Currencies are traded around the clock - 24 hours a day. Therefore, the value of the pound against other currencies is constantly changing - not just daily but by the minute. Why do they fluctuate in value? Currencies strengthen and weaken each day because banks and investors purchase huge volumes in response to political and economic news: positive news about a country typically causes the value of the currency to rise (“strengthen”), while bad news causes it to fall (“weaken”).
We also know when they might move because we often know the timing of political events that might influence them, and the economic calendar shows us when influential economic data will be released. However, there will also be news that happens without warning - anything from a US president tweeting late at night to a fall in the price of bauxite.
What we cannot predict – and no one can – is whether they will move up or down or by how much. Even slight fluctuations can make a big difference to the price of your international payments. In some instances, the impact of the political and economic variables that influence exchange rates can be severe, as has been proved in recent times. For example, back in March 2020, when the true extent of the Covid-19 pandemic became clear, the pound sunk to its lowest level against the dollar since 1985 and its lowest level against the euro since the depth of the financial crisis 11 years earlier.
Before the pandemic struck, this exposure to currency market risk had the potential to drive up the cost of sending money overseas if left unaccounted for. Since then, however, the importance of mitigating the impact of exchange rate fluctuations on the cost of your international payments has been magnified. This has brought the need to seek the services of a currency specialist into sharp focus for businesses and individuals.
Clear Currency specialises in helping businesses and individuals that are exposed to currency market risk save money when making international payments via the SWIFT network.

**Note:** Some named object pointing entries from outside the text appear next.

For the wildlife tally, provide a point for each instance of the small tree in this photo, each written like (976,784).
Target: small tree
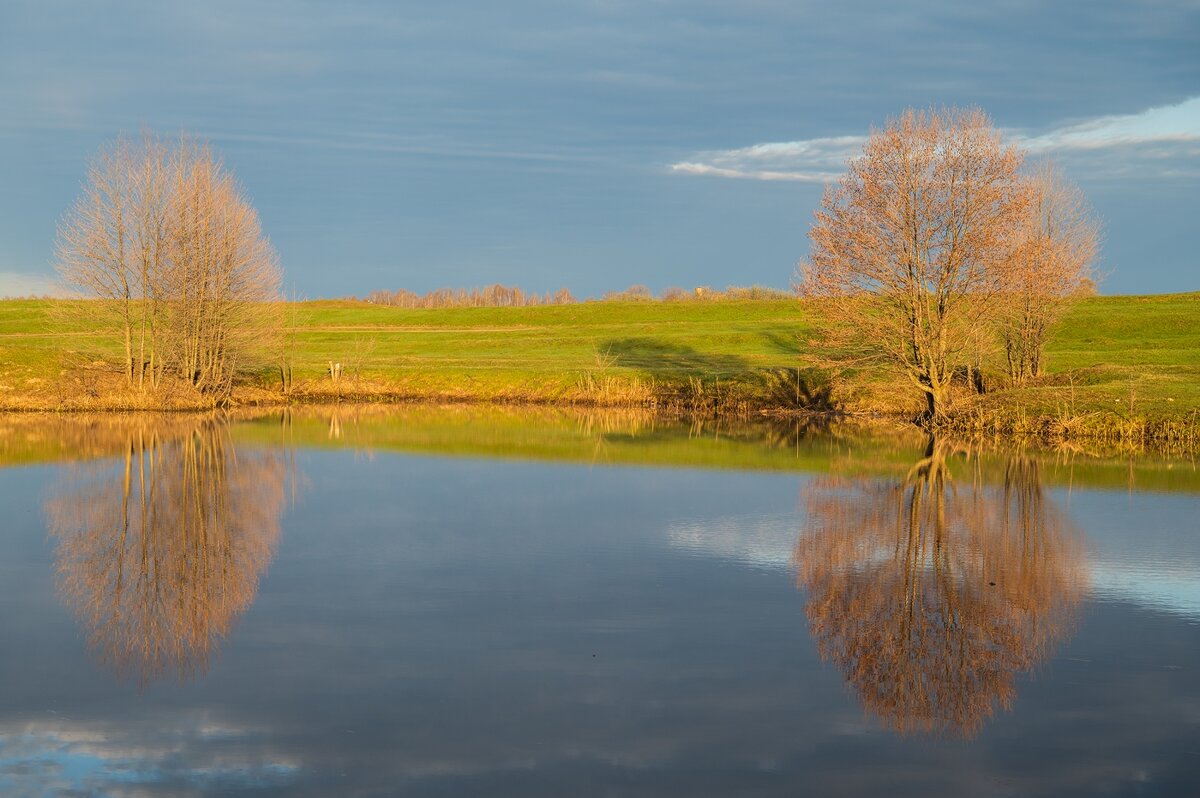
(1050,267)
(112,244)
(909,249)
(168,243)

Transferring large sums of money into another currency and transferring them overseas can be daunting and confusing. Aware of this, we use our knowledge and experience to cut through the jargon and provide you with a friendly and personal service.
We recognise that it’s impossible to accurately predict how exchange rates will perform; therefore, it’s prudent to plan for all eventualities. With this in mind, we will assign you a dedicated account manager. In addition to helping you benefit from quick, easy, reliable and secure transfers from our intuitive payments platform, they can help you mitigate the impact of currency risk on your international payments.

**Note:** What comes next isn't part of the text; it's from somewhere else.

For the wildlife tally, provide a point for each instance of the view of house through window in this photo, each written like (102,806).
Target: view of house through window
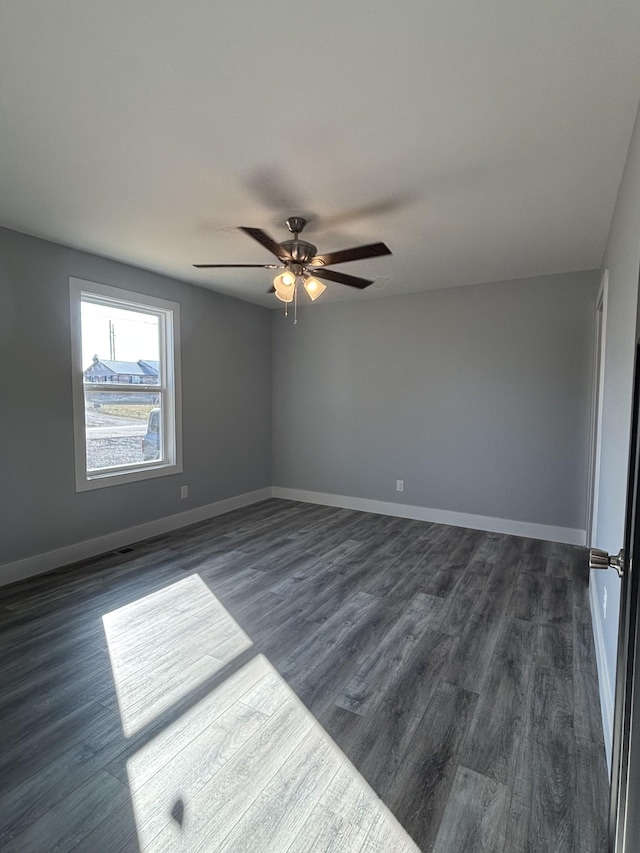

Your account manager will work in partnership with you throughout the international payment process. For example, a business that regularly transfers money overseas will be faced with varying costs each month due to the dynamic nature of the currency market. Therefore, they will want to secure the most favourable exchange rate.
Because fluctuating exchange rates make it hard to judge how much you’ll pay at any one time, your account manager can help you execute a forward contract to secure the cost of your payments. This allows you to lock in an exchange rate for a date in the future, securing the price of your international payments when the time comes to execute them.
This dedicated currency specialist can also help you to plan and establish a proactive hedging strategy. There’s no “one size fits all” approach to protecting your bottom line from the threat of currency risk. Therefore, a bespoke hedging strategy that aligns with your requirements, commercial context, and risk appetite will allow your business to execute effective solutions that sync with its aims.
How to Mitigate Foreign Exchange Risk
Currency risk can have a significant effect on the efficiency and profitability of any international business. Each exchange rate movement affects how much you receive from sales and what you pay to suppliers.